In theory, if you just handwave away the math and say "let's assume I'll be extraordinarily lucky", betting higher than Kelly can maximize long-term wealth growth. If you assume that your outcomes will fall within the 90th percentile (meaning if 100 people made 100 similar bets, you'd win more than about 90 of them just through pure luck), then the bet size that maximizes expected wealth is 1.8x Kelly.
How lucky would you have to be for 5x Kelly to maximize wealth growth? I'm not sure. This blog post attempts to answer the question but the resulting point was so rare that he broke his computer attempting to find it; even in the 99.99th percentile for luck optimal bet sizing was still just around 3.2x Kelly.
Now, this is bet sizing in a theoretical world where we know a bet's true payout and odds. In the real world, bets are never like that; our model might say that the Giants are 55% likely to cover the spread, but our model is probably off and maybe the true value is 48% or 63%. As a result, real-world bets are typically done at "fractional Kelly" (half or even a quarter of the calculated Kelly bet size).

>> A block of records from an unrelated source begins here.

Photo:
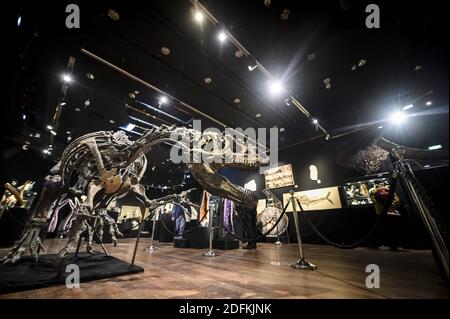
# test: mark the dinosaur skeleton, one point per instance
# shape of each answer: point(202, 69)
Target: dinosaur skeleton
point(106, 165)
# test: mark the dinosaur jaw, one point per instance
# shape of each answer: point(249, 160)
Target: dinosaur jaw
point(218, 185)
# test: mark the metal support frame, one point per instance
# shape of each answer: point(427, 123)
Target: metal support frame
point(152, 247)
point(210, 252)
point(302, 263)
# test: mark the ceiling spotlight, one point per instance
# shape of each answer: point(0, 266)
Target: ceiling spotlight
point(275, 87)
point(311, 56)
point(327, 83)
point(222, 36)
point(434, 147)
point(285, 14)
point(163, 100)
point(398, 118)
point(199, 16)
point(67, 78)
point(410, 106)
point(239, 54)
point(165, 51)
point(129, 127)
point(362, 62)
point(113, 14)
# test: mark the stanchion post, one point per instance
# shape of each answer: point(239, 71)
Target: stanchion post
point(153, 247)
point(302, 263)
point(210, 252)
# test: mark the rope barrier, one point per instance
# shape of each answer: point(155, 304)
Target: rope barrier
point(388, 203)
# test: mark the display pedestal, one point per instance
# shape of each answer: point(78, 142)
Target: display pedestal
point(180, 243)
point(11, 225)
point(225, 244)
point(198, 238)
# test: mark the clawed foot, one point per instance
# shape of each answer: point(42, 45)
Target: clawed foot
point(30, 240)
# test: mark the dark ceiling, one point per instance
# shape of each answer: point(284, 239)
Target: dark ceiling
point(406, 63)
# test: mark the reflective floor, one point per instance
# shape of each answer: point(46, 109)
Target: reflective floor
point(264, 273)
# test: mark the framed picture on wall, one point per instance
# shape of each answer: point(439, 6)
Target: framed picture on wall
point(277, 177)
point(316, 199)
point(356, 193)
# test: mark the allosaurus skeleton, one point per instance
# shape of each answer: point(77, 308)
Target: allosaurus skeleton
point(106, 165)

Betting several times Kelly isn't just an insane amount of risk; it's dramatically reducing the amount of money you're expected to make. SBF knew the math, but he thought the laws of math simply... didn't apply to him, I guess. Which is why I'm confident that if any of my readers ever find themselves operating out of a drug-fueled compound in the Bahamas while making bets with tens of billions of dollars, they would never make such a rookie mistake as betting so far beyond the optimal amount. The reason for betting such a tiny fraction of your total bankroll on any one bet (no matter how juicy) isn't anything as lame as risk aversion. It's because those small bets are the best way to maximize your long-term growth and not go bankrupt in the process.